A phrase: Czy pani pali?
Czy- what is  meaning of the word? Is it "why"? Or it is "do you"?

Czy pani pali?= Pani, do you smoke? (??)
Czy pani pali?= Pani, why you smoke? (??)
How to translate this phrase, help, please.


----------



## LilianaB

It just means: do you smoke (used to a woman you don't know, someone who did not let you to call her by ty). Czy is just an asking particle not an axillary verb, like ar in Lithuanian.


----------



## Oletta

Indeed, it goes:

Do you smoke?

... 'you'  stands for 'Pani'.


----------



## MateuszMoś

Hi,

In English, there is no such an equivalent of Polish "*czy"* at the beginning of the sentences. Lady/woman/mistress, why do you smoke?-it sounds strange in English. *YOU* is an equivalent of* Pani* when you asking the particular person. 
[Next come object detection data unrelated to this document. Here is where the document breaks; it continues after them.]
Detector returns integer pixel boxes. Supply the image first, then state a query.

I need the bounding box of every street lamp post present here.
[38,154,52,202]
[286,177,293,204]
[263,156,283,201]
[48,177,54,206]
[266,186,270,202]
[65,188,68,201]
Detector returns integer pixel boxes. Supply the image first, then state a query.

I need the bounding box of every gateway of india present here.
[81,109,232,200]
I would like to know whether you smoke? Then, *whether *works as *czy*: Chciałbym wiedzieć, *czy* palisz/pani pali?


----------



## Ben Jamin

The word 'czy' has two different meanings in Polish:
1. Question marker.
It can be translated as "is it really so that ...?"
It has rather few equivalents in other languages, but here are some: French 'est-ce que' at the beginning of a sentence, Finnish 'ko' and Japanese 'ka' at the end of a sentence. Spanish has a reversed question mark at the beginning of written interrogative sentences (no marker in speech).
In Russian ‘разве’  is used as a question marker when a negative answer is expected (In Polish = czyżby?).


2. A relative pronoun, eqivalent of English "whether" and Russian 'verb+- ли’


----------



## majlo

MateuszMoś said:


> Hi,
> 
> In English, there is no such an equivalent of Polish "*czy"* at the beginning of the sentrnces[/UOTE]that's not true. There's such an equivalent. It's 'whether '.


----------



## LilianaB

Czy does not correspond to разве in Russian in this kind of construction. It corresponds more or less to ar in Lithuanian and ma in Chinese.


----------



## Ben Jamin

LilianaB said:


> Czy does not correspond to разве in Russian in this kind of construction. It corresponds more or less to ar in Lithuanian and ma in Chinese.



Who said that it does?


----------



## LilianaB

Ben Jamin said:


> The word 'czy' has two different meanings in Polish:
> 
> In Russian ‘разве’  is used as a question marker when a negative answer is expected (In Polish = czyżby?).
> 
> 
> 2. A relative pronoun, eqivalent of English "whether" and Russian 'verb+- ли’



This is not entirely true, and not as simple. You can ask this question in the Russian forum, because I do not want to discuss it here.


----------



## Denis555

Ben Jamin said:


> The word 'czy' has two different meanings in Polish:
> 1. Question marker.
> It can be translated as "is it really so that ...?"
> It has rather few equivalents in other languages, but here are some: French 'est-ce que' at the beginning of a sentence, Finnish 'ko' and Japanese 'ka' at the end of a sentence. Spanish has a reversed question mark at the beginning of written interrogative sentences (no marker in speech).
> In Russian ‘разве’ is used as a question marker when a negative answer is expected (In Polish = czyżby?).
> 
> 
> 2. A relative pronoun, eqivalent of English "whether" and Russian 'verb+- ли’



And a third meaning 
3. Czy (conjuction) = *or* in English.
Tak czy nie? = Yes or no?


----------



## Ben Jamin

Denis555 said:


> And a third meaning
> 3. Czy (conjuction) = *or* in English.
> Tak czy nie? = Yes or no?



Yes, you are right, of course. I forgot about that.


----------